Elon Musk and Vivek Ramaswamy, the team tagged by President-elect Donald Trump to lead efforts to slash government costs, are calling for an order for federal remote workers to return to the office, but unions are already gearing up to push back.
The National Federation of Federal Employees, representing 110,000 federal workers, has been speaking with its legal team and plans to lobby members of Congress about any office mandates or job cuts, according to the union's national president Randy Erwin, The Wall Street Journal reported Thursday.
He added town halls with members who are concerned about new rules are being held.
"We're rallying them and getting prepared for a really, really big fight," Erwin said.
Federal union leaders say changes in any working conditions must be negotiated through collective bargaining.
In addition, union representatives report that most federal employees do not work in Washington, D.C., but across the country, and only one out of 10 of them are fully remote.
"These kinds of broadsides from Ramaswamy and Elon Musk show a really tremendous level of ignorance about the operations of the federal government," Jacqueline Simon, policy director for the American Federation of Government Employees, which represents 800,000 federal and D.C. government workers, said.
She added eliminating remote or hybrid work for federal workers will make it harder to attract qualified talent into public service.
Erwin also said remote work is beneficial in the event of emergencies.
"All they want to do is cut the federal workforce and they see eliminating telework as a way to coerce people out of the federal government,” he said. "They have no idea how harmful that can be to the country."

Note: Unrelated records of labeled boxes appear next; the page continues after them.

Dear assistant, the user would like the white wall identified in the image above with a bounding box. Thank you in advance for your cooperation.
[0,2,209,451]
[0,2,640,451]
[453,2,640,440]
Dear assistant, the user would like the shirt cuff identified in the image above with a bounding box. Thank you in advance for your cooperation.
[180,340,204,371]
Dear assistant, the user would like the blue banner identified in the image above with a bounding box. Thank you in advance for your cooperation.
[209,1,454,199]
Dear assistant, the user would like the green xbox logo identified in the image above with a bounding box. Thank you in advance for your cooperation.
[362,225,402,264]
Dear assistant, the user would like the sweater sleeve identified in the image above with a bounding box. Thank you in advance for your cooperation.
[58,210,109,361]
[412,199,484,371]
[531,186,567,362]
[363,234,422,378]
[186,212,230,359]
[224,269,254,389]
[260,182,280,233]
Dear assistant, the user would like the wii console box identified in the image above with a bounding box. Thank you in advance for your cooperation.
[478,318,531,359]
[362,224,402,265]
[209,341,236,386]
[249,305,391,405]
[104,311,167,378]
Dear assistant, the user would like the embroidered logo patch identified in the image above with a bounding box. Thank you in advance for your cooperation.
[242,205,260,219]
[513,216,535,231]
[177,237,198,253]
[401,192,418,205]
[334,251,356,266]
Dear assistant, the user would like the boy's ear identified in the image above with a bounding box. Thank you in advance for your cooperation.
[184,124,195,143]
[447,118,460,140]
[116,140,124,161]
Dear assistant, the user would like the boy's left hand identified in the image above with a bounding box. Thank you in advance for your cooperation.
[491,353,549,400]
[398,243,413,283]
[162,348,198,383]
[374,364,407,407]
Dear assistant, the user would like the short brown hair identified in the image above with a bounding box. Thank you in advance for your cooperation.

Musk and Ramaswamy wrote in a Wall Street Journal opinion piece Wednesday the government will save money when people who do not want to work from an office are terminated.
"If federal employees don't want to show up, American taxpayers shouldn't pay them for the COVID-era privilege of staying home," they wrote.
Ramaswamy also last week predicted on X that up to one-quarter of civil servants will quit their jobs if they are ordered back to work in offices full time.
There are approximately 2.3 million civilian federal workers, with 30% of them being veterans.
More than half of those workers, such as healthcare workers and food-safety inspectors, do their jobs in person, according to a 2024 report from the Office of Management and Budget report.
The rest of the workers are eligible to work remotely some of the time and perform about 61% of their hours in the workplace. According to U.S. Census Bureau surveys, federal and private-sector employees are working roughly the same amount of time remotely versus in person.
The OMB report shows staffers at the State Department who are eligible to work remotely are already spending about 80% of their work hours on-site. The averages are lower at the Defense Department, where workers are on-site about 64% of the time, and at the Departments of Education, Treasury, and Housing and Urban Development, where workers are on site between 36% and 39% of the time.
Meanwhile, Trump's new Department of Government Efficiency is an advisory group. Musk and Ramaswamy have been appointed to lead it, but the group does not have the direct power to issue mandates, including on remote workers.
Both Ramaswamy and Musk are close to Trump, helping their words carry sway.